"%s" vs unicode

Robin Becker

unread,

Jan 7, 2003, 2:26:16 PM1/7/03

to

A user reports that an old style error message is being smashed as the
message was being turned into unicode.

the situation was of the form

raise "xxxx %s' % var

where var was a lump of unicode. We can easily correct the sistuation.

We didn't expect unicode, but what's surprising is that "%s" % u'A' -->
u'A'.

Doesn't %s mean take the str()?

I looked in vain in the docs for the definition of exactly what "%s" % x
is supposed to mean, but somehow this kind of reminds me of the old /
operator dispute ie int / int --> int & int / float --> float.

That was considered harmful (although I disagreed) so why is this
implicit conversion allowed?
--
Robin Becker

Martin v.

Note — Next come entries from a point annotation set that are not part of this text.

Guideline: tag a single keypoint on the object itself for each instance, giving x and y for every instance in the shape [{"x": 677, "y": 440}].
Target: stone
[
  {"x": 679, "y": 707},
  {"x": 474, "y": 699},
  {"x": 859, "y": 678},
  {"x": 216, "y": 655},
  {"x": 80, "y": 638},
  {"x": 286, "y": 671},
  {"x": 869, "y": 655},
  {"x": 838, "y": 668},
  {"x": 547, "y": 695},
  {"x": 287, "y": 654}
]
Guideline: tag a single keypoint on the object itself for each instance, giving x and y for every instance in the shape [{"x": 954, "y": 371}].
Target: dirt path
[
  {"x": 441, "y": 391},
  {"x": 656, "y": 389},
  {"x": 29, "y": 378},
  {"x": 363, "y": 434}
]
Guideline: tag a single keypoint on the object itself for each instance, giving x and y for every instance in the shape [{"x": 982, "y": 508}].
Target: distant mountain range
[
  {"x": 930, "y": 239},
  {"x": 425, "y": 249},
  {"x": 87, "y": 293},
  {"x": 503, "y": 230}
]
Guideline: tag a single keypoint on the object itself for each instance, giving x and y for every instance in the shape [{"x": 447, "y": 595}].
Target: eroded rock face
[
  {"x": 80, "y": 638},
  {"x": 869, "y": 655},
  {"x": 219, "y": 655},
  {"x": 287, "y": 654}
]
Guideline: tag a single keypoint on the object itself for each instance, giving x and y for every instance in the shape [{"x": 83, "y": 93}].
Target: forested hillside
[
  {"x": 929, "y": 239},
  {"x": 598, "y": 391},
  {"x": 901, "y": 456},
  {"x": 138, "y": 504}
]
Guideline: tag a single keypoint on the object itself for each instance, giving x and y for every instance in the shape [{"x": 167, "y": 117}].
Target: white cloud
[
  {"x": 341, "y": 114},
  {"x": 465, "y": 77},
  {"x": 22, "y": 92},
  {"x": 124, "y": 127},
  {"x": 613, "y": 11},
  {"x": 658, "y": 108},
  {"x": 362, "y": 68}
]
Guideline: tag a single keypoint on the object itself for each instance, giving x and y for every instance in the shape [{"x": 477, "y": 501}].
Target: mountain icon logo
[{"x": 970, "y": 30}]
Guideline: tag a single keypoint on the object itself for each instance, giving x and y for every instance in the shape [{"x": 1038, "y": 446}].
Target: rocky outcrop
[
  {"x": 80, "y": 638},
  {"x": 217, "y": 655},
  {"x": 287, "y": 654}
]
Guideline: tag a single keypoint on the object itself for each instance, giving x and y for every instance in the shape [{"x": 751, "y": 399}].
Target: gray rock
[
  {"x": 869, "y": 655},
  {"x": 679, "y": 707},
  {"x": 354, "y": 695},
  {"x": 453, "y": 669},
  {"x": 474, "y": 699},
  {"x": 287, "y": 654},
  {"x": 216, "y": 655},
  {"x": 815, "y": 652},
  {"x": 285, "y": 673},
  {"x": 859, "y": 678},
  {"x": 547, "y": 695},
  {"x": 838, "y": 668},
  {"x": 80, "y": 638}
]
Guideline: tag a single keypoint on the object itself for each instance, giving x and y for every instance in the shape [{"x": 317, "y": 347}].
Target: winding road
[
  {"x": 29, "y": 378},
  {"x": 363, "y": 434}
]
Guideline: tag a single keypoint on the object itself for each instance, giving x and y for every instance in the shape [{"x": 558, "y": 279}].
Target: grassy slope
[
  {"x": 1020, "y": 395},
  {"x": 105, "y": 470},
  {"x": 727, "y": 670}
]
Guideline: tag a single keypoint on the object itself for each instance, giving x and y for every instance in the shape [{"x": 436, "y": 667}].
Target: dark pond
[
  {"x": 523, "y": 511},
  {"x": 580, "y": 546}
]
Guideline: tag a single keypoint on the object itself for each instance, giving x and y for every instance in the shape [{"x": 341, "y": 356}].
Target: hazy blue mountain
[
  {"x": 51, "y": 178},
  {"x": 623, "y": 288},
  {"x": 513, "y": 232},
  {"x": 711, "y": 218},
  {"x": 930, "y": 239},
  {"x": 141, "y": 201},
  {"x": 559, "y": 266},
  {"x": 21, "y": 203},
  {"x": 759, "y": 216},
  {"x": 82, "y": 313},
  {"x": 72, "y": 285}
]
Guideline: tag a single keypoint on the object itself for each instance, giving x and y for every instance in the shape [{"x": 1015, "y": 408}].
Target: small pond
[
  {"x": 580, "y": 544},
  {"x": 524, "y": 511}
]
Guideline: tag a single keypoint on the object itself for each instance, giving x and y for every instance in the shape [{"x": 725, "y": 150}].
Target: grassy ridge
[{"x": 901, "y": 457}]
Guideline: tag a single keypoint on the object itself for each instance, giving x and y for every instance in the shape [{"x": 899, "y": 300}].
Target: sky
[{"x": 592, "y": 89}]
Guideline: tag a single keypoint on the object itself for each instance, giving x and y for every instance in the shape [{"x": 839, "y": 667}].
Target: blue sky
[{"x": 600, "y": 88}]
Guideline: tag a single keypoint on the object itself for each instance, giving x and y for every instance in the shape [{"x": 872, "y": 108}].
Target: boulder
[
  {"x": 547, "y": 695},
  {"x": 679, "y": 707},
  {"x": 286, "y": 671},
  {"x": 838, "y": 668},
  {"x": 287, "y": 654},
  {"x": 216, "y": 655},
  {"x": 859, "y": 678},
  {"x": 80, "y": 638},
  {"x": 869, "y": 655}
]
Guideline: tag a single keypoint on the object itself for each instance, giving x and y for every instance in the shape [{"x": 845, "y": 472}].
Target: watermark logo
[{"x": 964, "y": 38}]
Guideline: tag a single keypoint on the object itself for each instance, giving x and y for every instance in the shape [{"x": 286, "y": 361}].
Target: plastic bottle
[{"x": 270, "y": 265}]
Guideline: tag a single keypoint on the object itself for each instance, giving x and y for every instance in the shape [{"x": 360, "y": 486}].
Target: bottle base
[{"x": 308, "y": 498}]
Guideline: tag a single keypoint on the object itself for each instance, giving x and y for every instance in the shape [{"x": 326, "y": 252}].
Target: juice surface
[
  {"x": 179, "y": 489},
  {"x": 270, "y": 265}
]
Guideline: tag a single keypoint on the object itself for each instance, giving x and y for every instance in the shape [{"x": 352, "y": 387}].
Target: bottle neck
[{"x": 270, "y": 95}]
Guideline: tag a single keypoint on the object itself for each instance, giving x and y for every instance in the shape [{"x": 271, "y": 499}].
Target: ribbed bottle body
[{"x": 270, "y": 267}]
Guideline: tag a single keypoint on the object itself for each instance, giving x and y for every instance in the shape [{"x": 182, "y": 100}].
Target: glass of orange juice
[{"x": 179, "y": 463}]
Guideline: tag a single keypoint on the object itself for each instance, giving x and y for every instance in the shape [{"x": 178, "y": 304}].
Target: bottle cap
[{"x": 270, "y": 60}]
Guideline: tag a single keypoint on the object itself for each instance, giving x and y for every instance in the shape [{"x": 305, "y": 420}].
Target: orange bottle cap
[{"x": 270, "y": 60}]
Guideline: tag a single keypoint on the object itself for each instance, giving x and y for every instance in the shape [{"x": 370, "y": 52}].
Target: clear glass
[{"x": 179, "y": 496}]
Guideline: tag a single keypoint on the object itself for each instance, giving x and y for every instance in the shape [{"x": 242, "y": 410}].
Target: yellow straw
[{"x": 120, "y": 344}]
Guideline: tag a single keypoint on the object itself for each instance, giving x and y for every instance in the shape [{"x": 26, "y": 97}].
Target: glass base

Löwis

unread,

Jan 7, 2003, 3:25:41 PM1/7/03

to

Robin Becker <ro...@jessikat.fsnet.co.uk> writes:

> That was considered harmful (although I disagreed) so why is this
> implicit conversion allowed?

It follows the general principle that, when combining byte strings and
Unicode strings, the byte string will be converted to Unicode, not
vice versa.

Regards,
Martin

Terry Reedy

unread,

Jan 7, 2003, 5:46:53 PM1/7/03

to

"Robin Becker" <ro...@jessikat.fsnet.co.uk> wrote in message
news:1GtMGLAY...@jessikat.demon.co.uk...

> A user reports that an old style error message is being smashed as
the
> message was being turned into unicode.
>
> the situation was of the form
>
> raise "xxxx %s' % var
>
> where var was a lump of unicode. We can easily correct the
sistuation.
>
> We didn't expect unicode, but what's surprising is that "%s" %
u'A' -->
> u'A'.

u'1234' works just as well, with a corresponding output.

>Doesn't %s mean take the str()? I looked in vain in the docs
> for the definition of exactly what "%s" % x is supposed to mean,

The doc (LibRef 2.2.6.2 String Formatting Operations) is slightly
contradictory. In the table for % it does say

s String (converts any python object using str()).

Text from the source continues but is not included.